Le temps d’un coffret

Le temps d’un coffret

Le comédien mélomane Edgar Fruitier réussit un coup de marketing de génie juste à temps pour Noël. Il lancera le 1er décembre un coffret de 6 disques avec la complicité des cardinaux Marc Ouellet et Jean-Claude Turcotte.

Sur le site edgarfruitier.com, on précise que « parce que cette musique s’est inspirée de la liturgie chrétienne, il était tout à fait naturel de demander à Messieurs les cardinaux Marc Ouellet et Jean-Claude Turcotte, représentants de cette tradition millénaire, d’approuver les choix d’Edgar et d’y aller de leurs suggestions ».

Faisant partie des coffrets Les grands classiques d’Edgar chez Octave Musique, ces six disques sont entièrement consacrés à la musique sacrée. Ce coffret accorde une place de choix aux interprêtes du Québec. On y trouve dom André Laberge, organiste en chef des choeurs de Saint-Benoît-du-Lac, le Choeur des Moines de Saint-Benoît-du-Lac, les Petits Chanteurs du Mont-Royal, Christopher Jackson et le Studio de Musique Ancienne de Montréal, le Grand Choeur de Montréal, des orchestrations de Gilbert Patenaude, l’Ensemble Vocal Claude Gosselin de Québec et Anne-Marie Dubois au piano. Tout ce monde côtoie des orchestres et des artistes de renom du monde entier.

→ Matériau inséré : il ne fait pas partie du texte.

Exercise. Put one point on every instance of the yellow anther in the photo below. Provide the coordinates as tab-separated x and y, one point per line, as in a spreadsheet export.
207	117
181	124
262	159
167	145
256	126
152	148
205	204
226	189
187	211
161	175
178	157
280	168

Dans le communiqué publié par Octave Musique, le cardinal Turcotte de Montréal indique que « la musique sacrée a cette capacité d’ouvrir le cœur et l’âme au mystère. Elle rappelle qu’il y a en tout être humain une dimension, souvent trop peu explorée. »

Quant au cardinal Ouellet, il voit en la musique « une voix intérieure [qui] touche l’âme et l’élève ».

La présentation du coffret met le cardinal Ouellet à son avantage, avec un sourire sincère. Sinon, le design reprend essentiellement celui du coffret d’Edgar Fruitier sur la musique romantique émis il y a quelques mois avec Alexandre Da Costa et Wonny Song, deux jeunes musiciens. Ce coffret La musique sacrée est le quatrième de la série.

Le cardinal Turcotte remettra sa redevance à la Collecte annuelle de l’Église catholique de Montréal. De son côté, le cardinal Ouellet remettra sa redevance au Fonds SVP de la Fondation Cardinal-Marc-Ouellet dont l’objectif est de lutter contre la pauvreté en soutenant les projets des organismes qui viennent en aide aux personnes immigrantes et réfugiées.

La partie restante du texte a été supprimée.